気づかないのも無理からぬ事だったのだろう。
身長が伸びるには食事や運動はもちろん、睡眠が大事となる。
おそらく小学校卒業前には再婚が決まっており、中学に進学したときには白河になっていたと思われる。
親の再婚と進学、同じ小学校だった子がいない中学に行ったのかもしれない。身体の成長に加え環境の変化は多大なストレスとなる。そのため睡眠不足となり身長も伸びにくいと思われる。
だけども、再婚相手はよほどいい人で、白河綾乃のことも大事にして売れたのだろう。その御蔭で彼女に掛かる負担も少なかったと考える。
妹が生まれたのは、中一の終わりか中二のはじめごろと推測する。
高校受験時に生まれるのは、家族として負担となる。再婚したら親としての絆を深めるためにも子供を設けるはず。
生まれてきた白河妹は、夜泣きなどは少なかったと想像する。ひょっとすると、妹と一緒に早く寝ていたのかもしれない。おかげで、十分睡眠が取れて身長も伸びたのではないかしらん。

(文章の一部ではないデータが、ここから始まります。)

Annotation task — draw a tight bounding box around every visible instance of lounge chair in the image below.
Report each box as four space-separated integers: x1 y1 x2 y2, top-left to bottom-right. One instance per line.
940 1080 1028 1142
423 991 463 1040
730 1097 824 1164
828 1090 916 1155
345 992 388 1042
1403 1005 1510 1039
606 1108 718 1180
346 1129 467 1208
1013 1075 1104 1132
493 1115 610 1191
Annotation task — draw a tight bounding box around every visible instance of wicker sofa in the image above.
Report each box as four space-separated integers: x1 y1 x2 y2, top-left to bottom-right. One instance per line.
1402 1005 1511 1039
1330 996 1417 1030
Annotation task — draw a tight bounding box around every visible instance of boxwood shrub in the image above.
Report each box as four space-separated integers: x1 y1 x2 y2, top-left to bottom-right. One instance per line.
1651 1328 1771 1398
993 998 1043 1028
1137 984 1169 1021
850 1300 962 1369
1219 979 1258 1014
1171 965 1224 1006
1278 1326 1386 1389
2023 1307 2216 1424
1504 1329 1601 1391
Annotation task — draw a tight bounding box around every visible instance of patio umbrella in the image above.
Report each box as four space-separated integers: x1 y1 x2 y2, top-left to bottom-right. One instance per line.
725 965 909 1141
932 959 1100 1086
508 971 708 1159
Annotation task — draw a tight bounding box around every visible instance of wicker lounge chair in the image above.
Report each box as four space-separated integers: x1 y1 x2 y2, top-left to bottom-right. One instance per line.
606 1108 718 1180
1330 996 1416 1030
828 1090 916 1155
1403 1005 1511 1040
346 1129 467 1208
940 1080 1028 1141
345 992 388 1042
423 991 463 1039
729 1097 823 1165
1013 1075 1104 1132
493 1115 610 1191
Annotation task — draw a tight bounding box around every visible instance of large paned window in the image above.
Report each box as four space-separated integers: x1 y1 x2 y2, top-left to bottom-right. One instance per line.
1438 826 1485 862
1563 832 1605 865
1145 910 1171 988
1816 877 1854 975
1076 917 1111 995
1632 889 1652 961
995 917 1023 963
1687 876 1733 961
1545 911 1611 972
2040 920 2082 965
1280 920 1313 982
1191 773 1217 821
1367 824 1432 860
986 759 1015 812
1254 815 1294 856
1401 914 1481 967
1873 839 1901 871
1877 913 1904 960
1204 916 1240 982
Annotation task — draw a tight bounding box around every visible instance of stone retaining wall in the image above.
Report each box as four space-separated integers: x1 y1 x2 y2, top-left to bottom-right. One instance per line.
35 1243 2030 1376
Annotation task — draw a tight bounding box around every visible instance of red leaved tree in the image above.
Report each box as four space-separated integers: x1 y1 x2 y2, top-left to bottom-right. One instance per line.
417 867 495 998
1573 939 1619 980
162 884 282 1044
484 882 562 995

なので、主人公がコンビニで迷子になっていた妹を助けたとき、妹は四歳くらいと推定される。三歳から自我を持つとはいえ、自分から家の外には出にくい。幼稚園や保育園に通い出していれば、自分から公園に遊びに行くことも十分ありえる。
とすると、姉との年の差は十三歳といったところかしらん。
二十話まではストレスもさほどなく、基本的にまっすぐサクサクと読み進めたので、楽しめた。
この先は色々なことが起きるに違いない。
どんな展開になるかは続きを読まなければわからない。